But on the ground the situation is different. To take just one example, Beijing has decided to collect DNA samples from all Xinjiang’s residents. This week, Xinhua reported China’s decision to dispatch 10,000 teachers to the restive XUAR and TAR “to support local education could help solve the educational problems.”

Stability

Beijing says that the main problem is the lack of eligible bilingual teachers in the regions, but will the teachers from the mainland teach the Turkish language of the Uyghurs or Mandarin? Not difficult to guess. Language, in Tibet or Xinjiang, is an instrument of assimilation.

Chen is also working hard to improve the infrastructure. Last week, Xinhua announced the construction of 10 new airports to be built in Xinjiang by 2020; further, six older airports will be renovated and expanded. It has implications for India.

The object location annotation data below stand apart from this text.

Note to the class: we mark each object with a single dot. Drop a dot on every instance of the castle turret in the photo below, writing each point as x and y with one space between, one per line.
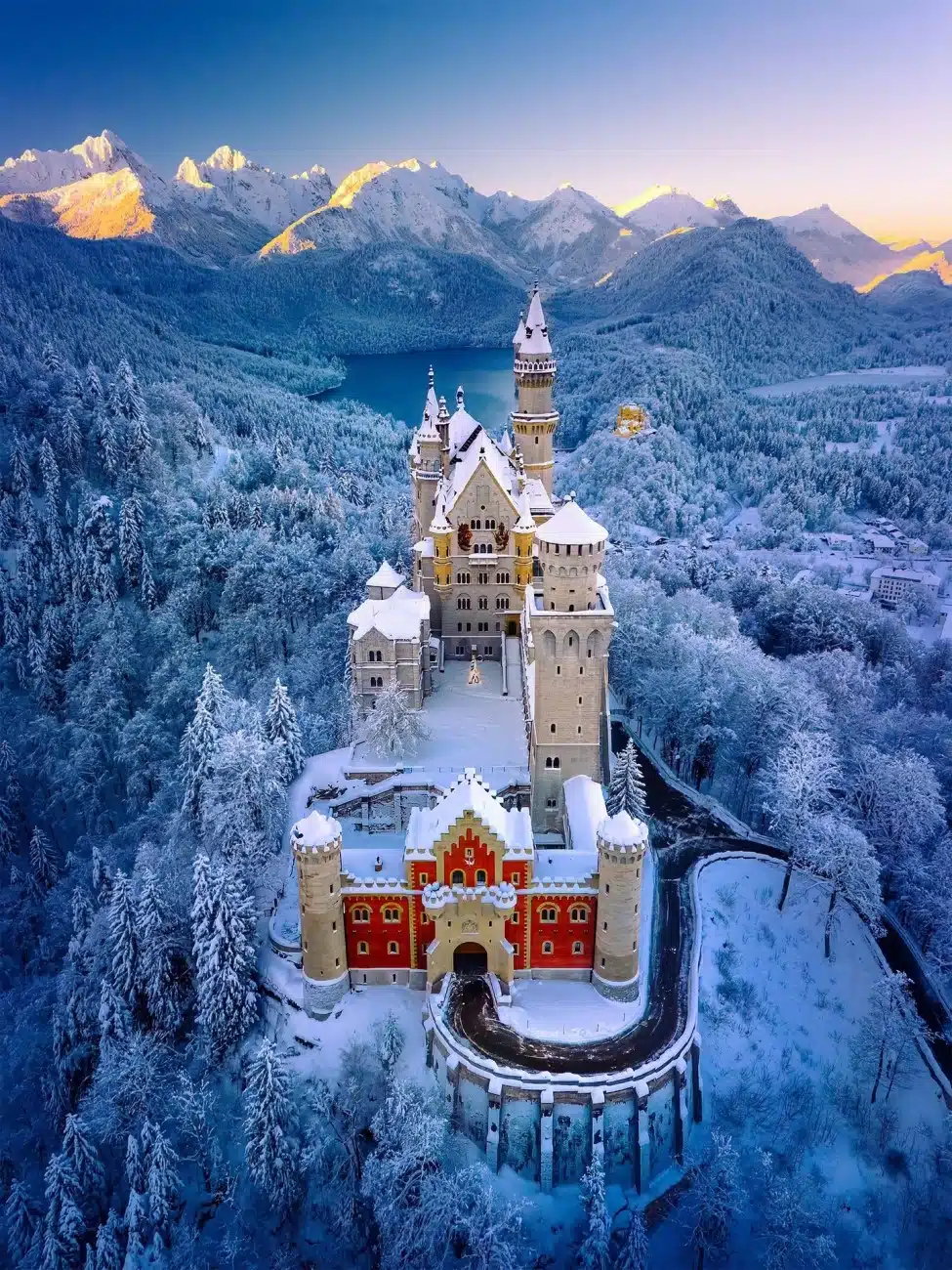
315 842
622 842
571 622
426 462
534 419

One of these airports will be built in Yutian (also known as Keriya), a county of Hotan Prefecture not far from the disputed Aksai Chin.

Located south of the Taklamakan desert and north of the Kunlun range, Keriya has always been a major stopover on the ancient Silk Road. In view of the proximity of the Indian border, it makes sense for China to have a new “civil” airport at Keriya, considering that there is no such thing as a “civil” airport in China, especially so close to the Indian border.

Keriya airport is designed to annually handle 1,80,000 passengers and 400 tons of cargo; it will have a 3,200-meter runway, a 3,000-square-meter terminal building and cost 104 million US dollars, says Xinhua. There is no doubt that Chen has been mandated to apply the “Tibet Recipe” in Xinjiang. Will he succeed is another question.

It is however certain that the stability of the Muslim region is vital for the Middle Kingdom and its gigantic BRI “linking” project; India needs to watch and be prepared.

(Courtesy: Mail Today)

China’s Tibet Policy – Recipe for Natural Disaster. One Belt, One Road Policy – Neocolonialism.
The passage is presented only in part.